А затем, ближе к октябрю, перед самым звонком будильника, меня забрали.
***
- Здравствуйте, в эфире Первый канал, я - Андрей Монахов и ваше любимое ток-шоу "Судный день". И сегодня, мы коснемся в нашей передаче темы, которую многие хотят забыть, как кошмарный сон. Война окончена пол года назад нашей полной и безоговорочной победой. Мы уплатили за эту победу не малую цену. Но слезы до сих пор не высохли на лицах россиян - слишком многих мы потеряли. Слишком многих теряем сейчас. Но почему - ведь враг изгнан? Виной тому, печально известный Культ Смерти, который сыграл свою, пусть не решающую, но важную роль в этой победе. Сегодня, мы попытаемся дать оценку Смертникам, как явлению. И, встречайте - наш первый гость - основатель культа, блоггер, известный как cezar94.
В студии поднялся свист и протяжное "фуу". Видимо, публику подобрали грамотно. Но, вопреки ожиданиям, в меня не полетели ни яица ни помидоры. Или отобрали или решили не раздавать. Ну и ладно - я такое не ем.
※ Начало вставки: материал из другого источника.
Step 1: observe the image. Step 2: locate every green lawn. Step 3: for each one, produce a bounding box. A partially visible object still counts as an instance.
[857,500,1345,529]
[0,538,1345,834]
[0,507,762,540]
- Скажите - начал ведущий, как только гул в зале притих. Слишком долго. Если в записи - точно вырежут - что вы чувствовали, стреляя в людей?
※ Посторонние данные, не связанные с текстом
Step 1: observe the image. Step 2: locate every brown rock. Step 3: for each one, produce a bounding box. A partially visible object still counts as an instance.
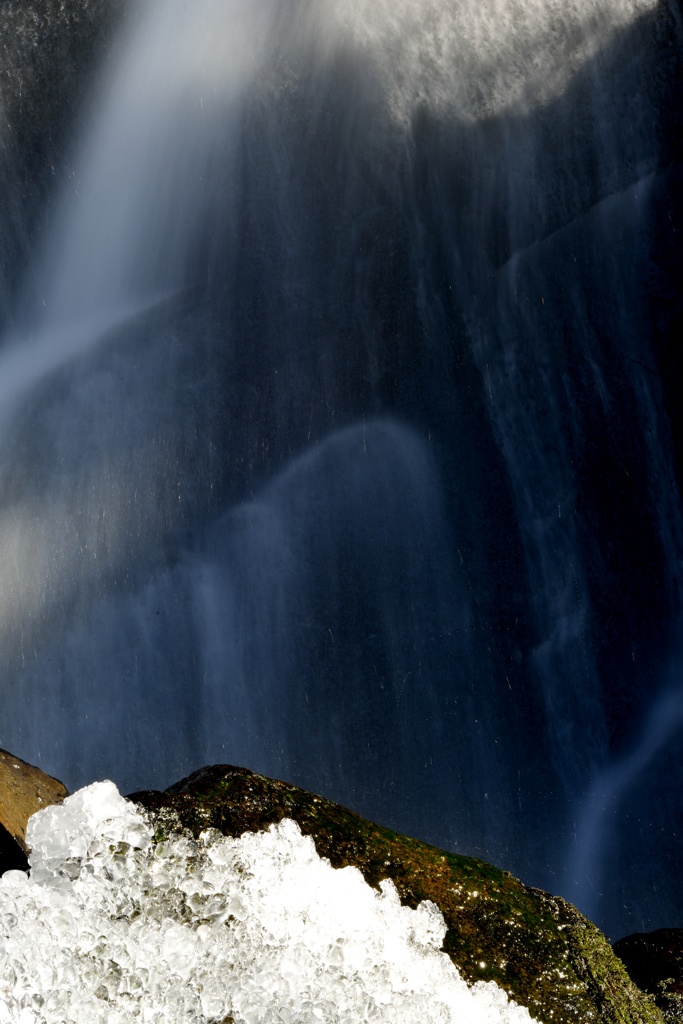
[0,750,69,852]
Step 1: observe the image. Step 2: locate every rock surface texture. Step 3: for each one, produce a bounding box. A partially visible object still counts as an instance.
[0,750,69,851]
[612,928,683,1021]
[129,765,661,1024]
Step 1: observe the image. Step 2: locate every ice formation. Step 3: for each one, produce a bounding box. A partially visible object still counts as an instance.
[0,782,531,1024]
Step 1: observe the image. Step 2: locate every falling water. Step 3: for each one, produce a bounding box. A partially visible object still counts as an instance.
[0,0,683,932]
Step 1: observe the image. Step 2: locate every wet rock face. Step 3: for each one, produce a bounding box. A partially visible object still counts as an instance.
[0,0,126,328]
[612,928,683,1021]
[0,750,68,851]
[129,765,660,1024]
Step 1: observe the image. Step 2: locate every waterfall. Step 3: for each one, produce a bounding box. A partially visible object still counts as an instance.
[0,0,683,934]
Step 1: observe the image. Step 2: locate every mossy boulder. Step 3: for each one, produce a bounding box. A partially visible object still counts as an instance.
[612,928,683,1024]
[130,765,663,1024]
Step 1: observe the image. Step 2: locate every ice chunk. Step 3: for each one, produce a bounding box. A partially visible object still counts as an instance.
[0,782,530,1024]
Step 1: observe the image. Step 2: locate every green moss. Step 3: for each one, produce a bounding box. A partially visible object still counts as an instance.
[132,765,663,1024]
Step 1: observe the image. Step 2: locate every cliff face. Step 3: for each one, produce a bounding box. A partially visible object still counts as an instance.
[129,765,660,1024]
[0,0,125,333]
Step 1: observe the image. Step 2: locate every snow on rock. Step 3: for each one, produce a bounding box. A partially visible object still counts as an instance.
[0,782,531,1024]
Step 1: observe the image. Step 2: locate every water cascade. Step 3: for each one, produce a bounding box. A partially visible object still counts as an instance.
[0,0,683,937]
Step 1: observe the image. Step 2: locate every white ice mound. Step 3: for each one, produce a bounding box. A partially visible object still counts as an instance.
[0,782,530,1024]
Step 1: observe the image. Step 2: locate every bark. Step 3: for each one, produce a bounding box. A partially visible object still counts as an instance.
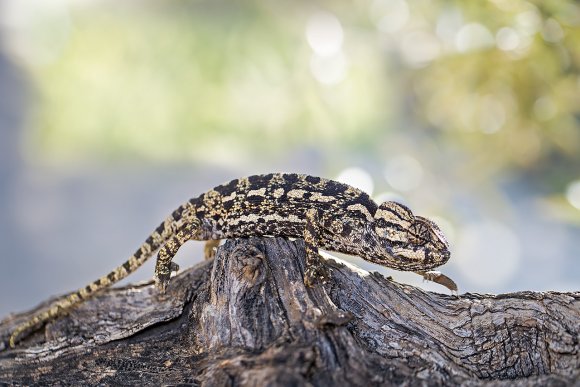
[0,238,580,386]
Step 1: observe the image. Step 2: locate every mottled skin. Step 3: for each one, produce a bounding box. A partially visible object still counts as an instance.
[10,173,456,347]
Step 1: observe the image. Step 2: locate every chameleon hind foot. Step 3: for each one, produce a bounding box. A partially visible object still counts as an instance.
[155,261,179,294]
[203,239,220,261]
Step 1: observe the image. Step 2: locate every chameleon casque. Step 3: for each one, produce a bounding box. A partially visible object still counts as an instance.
[10,173,457,347]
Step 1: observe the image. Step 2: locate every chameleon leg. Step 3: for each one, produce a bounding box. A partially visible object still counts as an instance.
[304,208,328,286]
[155,219,201,293]
[203,239,220,261]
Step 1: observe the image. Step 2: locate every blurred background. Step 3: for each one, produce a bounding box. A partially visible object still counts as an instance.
[0,0,580,316]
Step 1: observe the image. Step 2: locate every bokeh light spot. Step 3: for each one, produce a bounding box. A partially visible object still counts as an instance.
[455,23,495,52]
[306,12,343,56]
[336,167,375,195]
[385,155,423,191]
[452,220,521,288]
[495,27,521,51]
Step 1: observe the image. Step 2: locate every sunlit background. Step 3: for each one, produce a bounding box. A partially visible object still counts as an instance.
[0,0,580,315]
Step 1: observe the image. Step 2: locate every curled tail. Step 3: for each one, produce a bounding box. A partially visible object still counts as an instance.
[9,205,185,348]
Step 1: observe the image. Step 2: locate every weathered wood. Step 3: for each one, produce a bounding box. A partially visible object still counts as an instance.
[0,238,580,386]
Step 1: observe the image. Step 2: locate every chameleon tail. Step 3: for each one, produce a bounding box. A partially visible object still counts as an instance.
[9,211,185,348]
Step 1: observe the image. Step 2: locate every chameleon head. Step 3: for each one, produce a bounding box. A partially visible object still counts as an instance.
[374,202,450,270]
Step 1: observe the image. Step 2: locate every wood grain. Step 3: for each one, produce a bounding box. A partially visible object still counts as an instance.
[0,238,580,386]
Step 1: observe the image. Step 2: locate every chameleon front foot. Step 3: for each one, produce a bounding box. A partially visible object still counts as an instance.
[304,262,330,288]
[416,270,457,294]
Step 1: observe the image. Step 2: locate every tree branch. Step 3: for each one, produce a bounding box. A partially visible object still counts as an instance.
[0,238,580,386]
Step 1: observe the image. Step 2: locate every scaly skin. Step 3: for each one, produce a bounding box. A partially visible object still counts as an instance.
[10,173,457,347]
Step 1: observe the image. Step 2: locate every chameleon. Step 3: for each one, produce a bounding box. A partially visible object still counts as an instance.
[9,173,457,348]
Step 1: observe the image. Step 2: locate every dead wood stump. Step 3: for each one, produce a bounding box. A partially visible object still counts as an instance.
[0,238,580,387]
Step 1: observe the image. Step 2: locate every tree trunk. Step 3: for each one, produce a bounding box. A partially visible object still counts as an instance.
[0,238,580,386]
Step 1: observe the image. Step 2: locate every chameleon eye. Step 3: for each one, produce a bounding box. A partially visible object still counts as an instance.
[407,221,429,246]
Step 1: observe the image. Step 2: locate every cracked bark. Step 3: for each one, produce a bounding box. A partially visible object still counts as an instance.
[0,238,580,386]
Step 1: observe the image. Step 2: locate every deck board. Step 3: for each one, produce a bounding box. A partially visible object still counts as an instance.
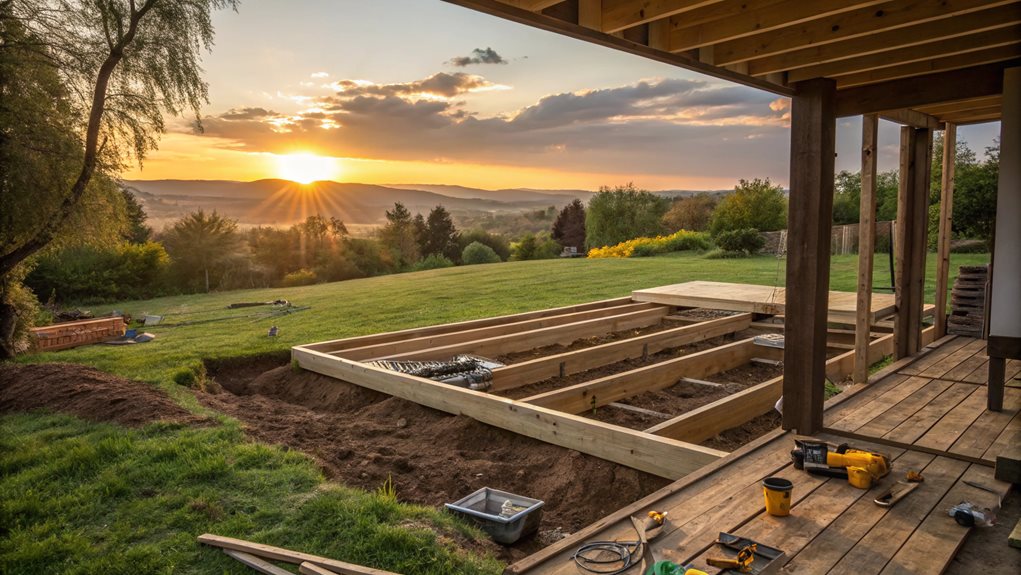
[508,337,1021,575]
[631,281,896,324]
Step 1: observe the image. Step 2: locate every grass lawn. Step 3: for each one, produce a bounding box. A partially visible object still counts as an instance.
[0,253,988,573]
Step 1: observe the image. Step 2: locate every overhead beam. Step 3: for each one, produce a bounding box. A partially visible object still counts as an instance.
[715,0,1014,65]
[523,338,767,414]
[602,0,724,33]
[836,44,1021,90]
[854,114,879,383]
[836,62,1010,117]
[444,0,792,96]
[783,79,836,434]
[787,25,1021,82]
[670,0,886,53]
[490,314,751,391]
[935,124,957,339]
[291,346,726,479]
[748,3,1021,77]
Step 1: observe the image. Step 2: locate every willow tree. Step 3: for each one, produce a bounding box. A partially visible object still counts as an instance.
[0,0,238,355]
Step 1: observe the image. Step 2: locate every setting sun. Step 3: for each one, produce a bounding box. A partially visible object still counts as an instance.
[277,152,339,184]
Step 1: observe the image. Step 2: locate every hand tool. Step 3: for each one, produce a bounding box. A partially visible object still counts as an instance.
[790,439,890,489]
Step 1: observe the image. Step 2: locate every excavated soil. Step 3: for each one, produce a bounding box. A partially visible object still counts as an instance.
[199,366,668,559]
[0,364,205,427]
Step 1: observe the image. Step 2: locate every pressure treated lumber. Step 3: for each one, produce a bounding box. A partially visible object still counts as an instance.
[334,303,666,361]
[491,314,751,391]
[291,346,725,479]
[523,338,758,414]
[198,533,399,575]
[375,305,670,360]
[305,297,631,351]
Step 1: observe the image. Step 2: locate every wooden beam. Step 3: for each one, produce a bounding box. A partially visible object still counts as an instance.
[716,0,1015,66]
[935,124,957,338]
[748,3,1021,77]
[893,127,932,360]
[854,114,879,383]
[522,338,761,414]
[602,0,723,33]
[787,25,1021,82]
[198,535,398,575]
[836,44,1021,90]
[783,79,836,435]
[836,63,1009,117]
[305,296,632,351]
[670,0,886,53]
[375,307,670,361]
[645,336,893,443]
[333,303,657,361]
[291,346,726,479]
[436,0,792,96]
[490,314,751,391]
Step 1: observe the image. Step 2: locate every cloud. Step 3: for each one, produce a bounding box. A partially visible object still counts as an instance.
[447,47,507,67]
[195,73,789,181]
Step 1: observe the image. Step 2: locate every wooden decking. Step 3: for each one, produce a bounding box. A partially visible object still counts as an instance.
[507,336,1021,575]
[631,281,896,324]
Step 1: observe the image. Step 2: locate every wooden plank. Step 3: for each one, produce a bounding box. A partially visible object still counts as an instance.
[783,79,833,435]
[631,281,895,325]
[491,314,751,391]
[748,4,1021,77]
[853,114,879,383]
[715,0,1010,66]
[878,465,1011,575]
[291,346,725,479]
[836,64,1006,117]
[198,533,397,575]
[377,306,670,360]
[224,549,294,575]
[332,303,668,361]
[522,338,758,414]
[306,297,632,351]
- Смотря из чего - ответил я буднично. Единственное, что меня сейчас огорчает, так это воспоминание о недоеденной за кулисами курице. Она совсем не похожа на человечину. Уверяю - ощутимо вкусней. - Обычно отдачу.
Ведущий опешил от лаконичного ответа. Кое-где, в зале, раздались робкие хлопки, и охрана немедленно рассыпалась вынюхивать - кого проморгали на входе. Отыскать их гораздо труднее - не обязательно на руках окажутся зарубки.
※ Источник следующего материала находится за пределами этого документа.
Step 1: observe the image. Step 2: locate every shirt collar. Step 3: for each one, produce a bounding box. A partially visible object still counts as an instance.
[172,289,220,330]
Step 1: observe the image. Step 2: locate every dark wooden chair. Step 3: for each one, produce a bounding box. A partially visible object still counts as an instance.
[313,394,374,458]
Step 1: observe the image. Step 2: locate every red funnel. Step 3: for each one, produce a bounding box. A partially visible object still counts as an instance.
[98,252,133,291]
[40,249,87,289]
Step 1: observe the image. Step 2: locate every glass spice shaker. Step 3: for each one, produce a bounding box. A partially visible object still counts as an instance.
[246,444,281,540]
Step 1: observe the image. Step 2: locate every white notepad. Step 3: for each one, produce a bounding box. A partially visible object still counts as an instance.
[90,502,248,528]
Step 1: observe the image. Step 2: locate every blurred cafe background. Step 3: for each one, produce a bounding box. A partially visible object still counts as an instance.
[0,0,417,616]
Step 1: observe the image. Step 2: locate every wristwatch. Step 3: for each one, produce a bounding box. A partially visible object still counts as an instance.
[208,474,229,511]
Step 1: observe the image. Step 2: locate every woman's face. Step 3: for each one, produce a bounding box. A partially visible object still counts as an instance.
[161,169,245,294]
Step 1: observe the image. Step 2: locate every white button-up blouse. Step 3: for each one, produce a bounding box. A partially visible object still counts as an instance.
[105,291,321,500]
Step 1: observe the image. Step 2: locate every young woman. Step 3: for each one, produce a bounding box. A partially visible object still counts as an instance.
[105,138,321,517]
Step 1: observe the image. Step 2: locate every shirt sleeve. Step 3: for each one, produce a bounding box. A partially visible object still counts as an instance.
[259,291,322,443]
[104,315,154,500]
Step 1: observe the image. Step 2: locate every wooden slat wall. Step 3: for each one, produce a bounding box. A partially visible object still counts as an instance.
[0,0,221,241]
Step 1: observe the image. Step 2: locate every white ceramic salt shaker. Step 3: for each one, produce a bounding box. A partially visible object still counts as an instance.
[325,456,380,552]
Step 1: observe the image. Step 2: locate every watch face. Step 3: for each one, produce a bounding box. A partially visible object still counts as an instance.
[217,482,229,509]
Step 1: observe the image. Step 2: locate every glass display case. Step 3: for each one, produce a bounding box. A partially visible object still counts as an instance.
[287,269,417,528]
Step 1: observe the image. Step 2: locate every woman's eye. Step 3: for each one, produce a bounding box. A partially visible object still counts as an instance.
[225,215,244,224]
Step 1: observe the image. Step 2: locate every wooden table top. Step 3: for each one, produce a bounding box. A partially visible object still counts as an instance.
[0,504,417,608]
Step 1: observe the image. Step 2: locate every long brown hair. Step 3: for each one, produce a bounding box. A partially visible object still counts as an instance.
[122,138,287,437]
- Ну а... как вы относитесь к непрекращающимся убийствам мирных граждан, по всей видимости, носящим ритуальный характер, с подчерком, характерным для Вашего культа?
- Никак. В камере сижу - не могу я к ним относиться.
Ведущий поджал губы. Видимо, вопросов заготовлено не так много. От апостола Смерти, миссии войны, ожидали явно большей красноречивости. Только вот чего они хотят от взятого под стражу учителя физики?
- А что вы испытывали, поедая человеческую плоть?
Билеты на распинание Иесуса двух месяцев лета проданы. Больше лайков соберет только вынесение приговора и видео с казни, которое, несомненно, просочится в сеть.
Прокладки и пиво, показанное в перерыве, перед приглашением следующего гостя, тоже должно хорошо продаваться. Главное - цена за прокрутку роликов была заоблочной.
- Испытывал? Голод.
- Как вы собираетесь дальше жить? Сможете ли примириться со своей совестью? Как вы думаете - что вас ждет?
- Повешенье, по приговору международного трибунала.
***
Меня выводили из телецентра вновь закованным, с мешком на голове. Я не спотыкался, но совершенно ничего не видел. Зато слышал. Слышал одобрительный галдеж на улице, стрекотание затворов фотокамер. Выстрелы. Оружейные выстрелы. Звук, которому в этой какофонии, делать нечего. Звук, который мой слух, сперва отказался принимать на веру - настолько он чужероден. Он доносился откуда-то из предыдущей жизни. Из жизни. Должно быть, у кого-то хватило ума сделать развязку этой истории менее драматичной. Я соболезную тебе, парень, висящий на золотых цепочках на своём распятье. Я не хотел бы висеть, дополняя композицию перекрещенных кос, перекочевавших на витрины ювелирных салонов с наших кустарных знамен. Мне не нужна твоя участь. Я не нужен истории. Пусть финал будет менее драматичен.
Как пронзающая боль, под левой лопаткой. Как сухой лай пистолета за спиной. Как пятно тепла на груди. Тепла, расползающегося. Обволакивающего. Зовущего найти в нем покой. Покой, тепло и прощенье. Я теряю силы. Мне больше не нужно бороться. Бороться не нужно. Но я простою на ногах, сколько смогу. Смертники умирают стоя. Молча.